= Viter Juste =

Viter Juste (December 15, 1924 – November 19, 2012) was a Haitian-born American community leader, businessman, and activist. Juste coined the name, "Little Haiti," for the neighborhood in Miami, Florida which is a center of the Haitian-American community in Florida. He is considered the father of the Haitian American community in Miami.

==Biography==

===Early life===
Viter Juste was born on the island of La Gonâve, a Haitian island in the Gulf of Gonâve, on December 15, 1924. His father was a businessman. Viter Juste received a college degree in business and accounting. In 1946, Juste opened his first business, a supermarket located in the Haitian capital, Port-au-Prince. He later shuttered his supermarket in order to take a position with a disease eradication program operated by the United Nations.
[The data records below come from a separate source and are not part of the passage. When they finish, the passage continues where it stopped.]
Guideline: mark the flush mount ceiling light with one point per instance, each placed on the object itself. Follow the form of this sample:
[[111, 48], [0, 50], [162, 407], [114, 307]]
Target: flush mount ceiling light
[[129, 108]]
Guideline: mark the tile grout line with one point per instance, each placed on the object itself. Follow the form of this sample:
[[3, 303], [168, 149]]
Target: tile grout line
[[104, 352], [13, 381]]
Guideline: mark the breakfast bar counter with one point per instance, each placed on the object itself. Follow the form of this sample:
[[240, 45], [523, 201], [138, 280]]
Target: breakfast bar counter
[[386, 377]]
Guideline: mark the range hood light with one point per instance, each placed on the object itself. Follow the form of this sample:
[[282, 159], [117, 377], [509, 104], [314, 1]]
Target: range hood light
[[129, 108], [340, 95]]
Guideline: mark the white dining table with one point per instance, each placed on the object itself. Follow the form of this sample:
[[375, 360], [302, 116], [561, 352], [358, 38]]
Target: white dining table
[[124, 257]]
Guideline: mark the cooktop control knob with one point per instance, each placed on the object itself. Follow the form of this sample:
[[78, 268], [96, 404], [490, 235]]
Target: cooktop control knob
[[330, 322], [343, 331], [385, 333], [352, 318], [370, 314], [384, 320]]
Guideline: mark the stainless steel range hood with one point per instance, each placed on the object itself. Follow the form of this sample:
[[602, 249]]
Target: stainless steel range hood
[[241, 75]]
===Move to the United States===
Juste's life in Haiti changed in the aftermath of the 1957 Haitian presidential election, which was won by François "Papa Doc" Duvalier. Duvalier would become a dictator, responsible for the deaths of thousands and the flight of many professionals from the country. Juste, who had openly supported Duvalier's main opponent, Louis Déjoie, in the election decided to leave Haiti for the United States for the safety of himself and his family. He initially moved to Texas, before living in New York City for several years. In 1973, Juste, his wife, Maria, and their children moved to Miami, Florida.

===Advocacy===
In 1972, one year before Juste moved to Miami, the first known, documented boat carrying Haitian refugees landed in South Florida. Two years later, Viter Juste held a 1974 meeting with Monsignor Bryan O. Walsh of the Roman Catholic Church in an effort to help the refugees. The 1974 collaboration between Walsh and Juste resulted in the creation of the Haitian-American Community Association of Dade, which was one of the first social service organizations founded specifically to cater to the needs of the Haitian community in Miami. Juste served as one of the Association's first directors. The meeting between Juste and Walsh effectively launched Juste's career as an advocate and activist on behalf of South Florida's Haitian immigrant and Haitian American community.

Juste led a community boycott against a local branch of the Winn-Dixie supermarket, which had openly discriminated against Haitians. He also protested against the Miami-Dade County Public Schools during the 1970s after the Miami-Dade School Board refused to allow undocumented Haitian students to enroll in the school district.

Juste's fight with the Miami-Dade School District led him to coin the term "Little Haiti" for the largely Haitian American neighborhood of Miami, historically known as Lemon City. According to Jean-Claude Exulien, a retired professor of history and friend of Juste's since 1977, Juste authored an article in the Miami Herald in which he first referred to the neighborhood as "Little Port-au-Prince." However, editors at the Miami Herald found the name, "Little Port-au-Prince," too long, so the newspaper shortened the term in the headline to "Little Haiti." The name stuck and has been widely used for the neighborhood.

Juste also worked to advance the Haitian American community in business and media. Juste was the first person in Miami to establish a French-language weekly newspaper targeted to Haitian Americans. His newspaper, which consisted of twelve pages, cost readers just 25 cents. Juste also opened Les Cousins Records and Books, which was the first store in Miami to sell Haitian Creole and Frans-language music and books. Juste moved Les Cousins Records and Books to Little Haiti.

Juste is also considered a pioneer in adult education in Miami. He was the first person to establish an adult education program held in the evenings, which allowed working people to attend his classes. Juste taught both English language classes and skills to assimilate into larger American society.

===Later life===
Juste, who suffered from diabetes and dementia during his later life, died at an assisted living facility in North Miami, Florida, on November 19, 2012, at the age of 87. He was survived by Juste by two daughters, Chantal Juste Watson and Maria Blain; three sons, Carl Juste, a photojournalist for the Miami Herald, Wagner, and Patrick Juste; fifteen grandchildren; and fifteen great-grandchildren. Juste was predeceased by his wife of sixty years, Maria, died in 2008, and two sons.

Archbishop Thomas Wenski of the Roman Catholic Archdiocese of Miami, who had known Viter Juste since in 1979, said of him following his death, "He was a man passionate for making his mark in the Haitian community; both as a businessman and a community leader...He was a pioneer, and paved the way for young generations of Haitians to follow." Former Haitian political prisoner and history professor, Jean-Claude Exulien, who first Juste in 1977, also paid tribute to Juste, telling the Miami Herald, "This is a huge loss for the community...We didn't always agree on Haiti, but on the plan for the community here, we were together."